Alabama to reunite
Country music star Randy Owen and the rest of the Alabama band members bid farewell to the music industry eight years ago when they played their last tour. This Friday at the Tuscaloosa Amphitheater, they will play their first full concert since their farewell tour, and proceeds for the concert will go to tornado relief.
The concert begins at 7:30 p.m. with special guest Jon Pardi opening the show. The Tuscaloosa Symphony Orchestra will perform with Alabama in four pieces.
“Alabama chose to come back and play for Tuscaloosa because of the extent of the pain and disaster the community experienced after the tornado hit last spring,” said Alabama’s publicist Fletcher Foster. “The history of Alabama goes back thirty years. No other band in their format is as relevant as they are today. This is not only because of their number one records, but because of their professionalism and humanitarian work for places like St. Jude Hospital and now for the people of Tuscaloosa.”
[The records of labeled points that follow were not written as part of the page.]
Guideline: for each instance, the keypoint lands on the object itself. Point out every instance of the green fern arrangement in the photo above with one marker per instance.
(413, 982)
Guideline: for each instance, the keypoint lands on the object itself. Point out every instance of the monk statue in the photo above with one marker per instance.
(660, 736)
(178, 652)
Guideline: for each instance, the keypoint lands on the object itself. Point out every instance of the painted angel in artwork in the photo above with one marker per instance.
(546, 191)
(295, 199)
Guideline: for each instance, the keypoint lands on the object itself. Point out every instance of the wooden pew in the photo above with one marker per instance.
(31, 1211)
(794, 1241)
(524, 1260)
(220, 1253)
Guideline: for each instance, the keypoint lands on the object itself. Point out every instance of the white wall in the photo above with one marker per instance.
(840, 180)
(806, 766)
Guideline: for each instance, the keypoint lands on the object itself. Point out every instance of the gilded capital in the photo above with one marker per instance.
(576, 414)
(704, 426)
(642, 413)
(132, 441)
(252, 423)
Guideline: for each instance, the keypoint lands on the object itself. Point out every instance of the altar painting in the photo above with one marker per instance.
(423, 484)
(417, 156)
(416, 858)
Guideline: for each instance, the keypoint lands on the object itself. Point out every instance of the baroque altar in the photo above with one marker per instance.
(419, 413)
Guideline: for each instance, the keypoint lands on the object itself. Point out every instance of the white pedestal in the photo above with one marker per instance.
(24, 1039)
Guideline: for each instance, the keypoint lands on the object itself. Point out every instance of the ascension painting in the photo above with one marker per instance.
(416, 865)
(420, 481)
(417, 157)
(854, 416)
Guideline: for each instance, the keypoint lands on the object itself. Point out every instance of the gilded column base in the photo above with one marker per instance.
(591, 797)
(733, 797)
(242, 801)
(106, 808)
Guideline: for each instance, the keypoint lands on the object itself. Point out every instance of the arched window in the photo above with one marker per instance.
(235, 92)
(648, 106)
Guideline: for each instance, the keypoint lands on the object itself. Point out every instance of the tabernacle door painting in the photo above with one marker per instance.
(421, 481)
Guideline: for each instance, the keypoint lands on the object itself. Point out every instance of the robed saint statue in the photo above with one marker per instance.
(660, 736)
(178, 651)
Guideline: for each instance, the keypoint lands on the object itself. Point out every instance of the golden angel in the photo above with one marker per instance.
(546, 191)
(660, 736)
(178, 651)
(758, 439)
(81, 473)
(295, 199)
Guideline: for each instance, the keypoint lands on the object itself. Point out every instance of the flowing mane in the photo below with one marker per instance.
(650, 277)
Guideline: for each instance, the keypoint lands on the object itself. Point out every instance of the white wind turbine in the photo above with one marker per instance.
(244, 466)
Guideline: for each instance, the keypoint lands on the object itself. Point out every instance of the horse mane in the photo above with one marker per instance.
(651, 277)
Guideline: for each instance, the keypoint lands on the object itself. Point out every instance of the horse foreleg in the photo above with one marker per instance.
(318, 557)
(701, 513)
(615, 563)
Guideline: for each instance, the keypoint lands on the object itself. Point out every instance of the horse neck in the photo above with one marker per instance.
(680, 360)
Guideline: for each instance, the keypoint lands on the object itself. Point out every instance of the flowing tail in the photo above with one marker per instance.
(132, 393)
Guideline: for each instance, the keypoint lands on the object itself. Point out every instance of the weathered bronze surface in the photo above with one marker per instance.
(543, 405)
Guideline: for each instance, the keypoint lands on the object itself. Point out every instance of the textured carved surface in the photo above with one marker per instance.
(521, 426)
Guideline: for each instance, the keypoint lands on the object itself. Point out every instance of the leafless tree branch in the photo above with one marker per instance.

Foster began working with Alabama in preparation for the Bama Rising concert that took place in Birmingham on June 14, a concert that also raised $2 million for tornado victims.
As teenagers in the late 1960s, cousins Randy Owen and Teddy Gentry from Fort Payne, Ala. began making music with their friend Jeff Cook. In 1979, drummer Mark Herndon joined the trio. By 1980, Alabama was signed with the industry giant RCA and were on their way to stardom.
Because of Alabama’s casual style, blue-collar attire, intense stage energy and fresh musical talent, they appealed to a mass number of people across the nation.
With 42 number one singles, 17 platinum records and more number one records than any band in country music history, Alabama ranks among the ten biggest selling bands of all time (ahead of Led Zeppelin, The Doors, Pink Floyd and The Who).
“We made it by following our hearts and our feelings. We did it all just by being ourselves," Owen said on the band’s website.
Alabama also takes the concept of “Southern generosity” to a whole new level. For years, the band has used their success to reach out to those in need on both a national and local level. From visiting wounded soldiers at the National Naval Medical Center in Bethesda, to raising $150,000 for victims of Hurricane Katrina, to donating $100,000 to the Fort Payne city school system, Alabama is always willing to lend a helping hand.
Elizabeth McGuire, executive director of the Tuscaloosa Symphony Orchestra, grew up in Georgia and said she was always aware of the band.
“When I first met them, they were so nice and friendly. Just like talking to your neighbor,” McGuire said.
McGuire and the Tuscaloosa Symphony Orchestra first accompanied Alabama at the Bama Rising benefit concert earlier this summer.
Alabama has always played their music to benefit the weak and suffering, and this past spring, the community of Tuscaloosa fit that description. This Friday night, Alabama will play a full concert for the first time in eight years to help heal the city.